On 11/01/2018 20:53, Chris Angelico wrote:
On Fri, Jan 12, 2018 at 7:34 AM, bartc <b...@freeuk.com> wrote:

It failed on my 3.6, it failed on 3.4, it failed on 3.7 (is what 'pip' does
really so leading edge?), and finally worked on a brand-new 3.6.

In case you haven't figured it out by now, pygame has different builds
to work with different versions. So what you're saying is:

"Wow, the pygame people are lazy idiots who haven't made things easy
for me to use an unreleased version of Python. What a train-wreck
Python is, when third-party packages aren't ready months in advance of
a new release."

 "pygame for Python version 3.7 and later not ready."

or:

 "Can't find pygame distribution for Python 3.7."

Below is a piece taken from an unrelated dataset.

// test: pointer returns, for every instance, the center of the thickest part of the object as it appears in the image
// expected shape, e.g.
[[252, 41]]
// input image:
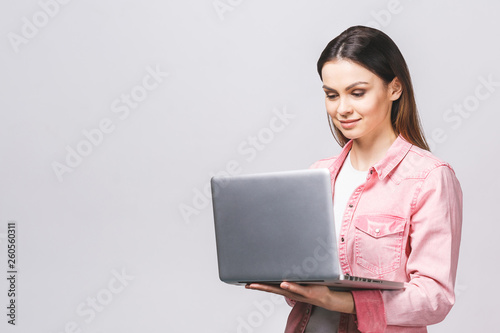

If this works by accessing the right version of a .whl file, then it might guess something is amiss if there isn't one available for 3.7.

But the error message for 'pip install pygame' on 3.7 was roughly the same as on 3.4.

As I understand it, pygame is just another add-on, which doesn't inherently need to use .whl format, and which doesn't inherently need to use 'pip' package installer. I even saw somewhere that you needed to use 'pip install wheel' in order to use .whl.

So there are two extraneous package systems to contend with, which themselves need to be the correct versions, before it can even start thinking about installing the product you really want.

And pygame itself, as I think was mentioned, is largely a wrapper around SDL. SDL for Windows can come prebuilt as a handful of .dll shared libraries. But a wrapper that presumably isn't written in Python, for the most part, according to the preponderance of .pyd modules. Its implementation is messy, and its distribution seems rather more elaborate (when the magic doesn't work and things go wrong) than is necessary.